Adolescence. West London. You always believed a hidden war was being fought, a war nobody would ever admit to. Lay awake at night, listening to bursts of corporate fireworks that seemed too aggressive to be anything other than a small arms exchange; while by day, ground-attack helicopters clattered suddenly and purposively along the curve of the Thames towards Heathrow. You held your breath in moments of prolonged suspense, imagining the smoke trails of rockets launched from the bed of a builder’s pickup in Richmond or Kingston. These fantasy-engagements, asymmetric and furtive, a kind of secret, personalised Middle East, left you as exhausted as masturbation. There was something narcissistic about them. A decade later, everyone was able to feel a similar confused excitement. With the coming of the iGhetti, everyone had a story to tell but no one could be sure what it was. Information was so hard to come by. Between anecdotal evidence and the spectacular misdirections of the news cycle lay gulfs of supposition, fear, and denial. People didn’t know how to act. One minute they heard the guns, the next they were assured that nothing was happening. One day they were panicking and leaving the city in numbers, the next they were returning but rumour had convinced them to throw their tablet computers in the river. The thing they feared most was contagion. They locked their doors. They severed their broadband connections and tanked their cellars. They avoided a growing list of foods.

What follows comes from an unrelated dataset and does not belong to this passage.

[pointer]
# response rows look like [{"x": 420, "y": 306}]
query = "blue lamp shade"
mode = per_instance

They clustered round a smartphone every summer evening after dark, eavesdropping on the comings and goings of the local militas as they scoured the railway banks and canalsides for telltale astral jelly. Were the iGhetti here or not? It was a difficult time for everyone.

the tale I tell myself

A sort of romance between vague people. Disconnected, surreal. End product of the liquid moderne not as it idealises itself but as it plays out on the ground. Two “lives”, interleaved transparent sets of events, never quite in themselves stories. First one floating on top then the other, so that as you see through one to the other they seem to be linked & completing (to the degree that completion has any meaning in the context). Underneath that the implication of some complex archaic interaction or myth, a default condition or haunting of the past & present which can only point to the future. Glimpses of a past & a future, also mysteriously imbricated, but even more see-through.

living in the future

There are futures everywhere. They’re at street corners. They’re waiting between the buildings of an old-fashioned industrial estate, the architecture of which hasn’t changed since the 50s. Or they’re waiting for a train in the middle of the day, in the empty middle of an afternoon, for something important to them but invisible to you. They’re in the provinces. They have a provincial nature, which is also invisible to you. They’re ordinary and self-similar. They’re not transparent. They have clothes, children, a job, or no job. They have ambitions. They’re a gesture, a posture, an item of baggage.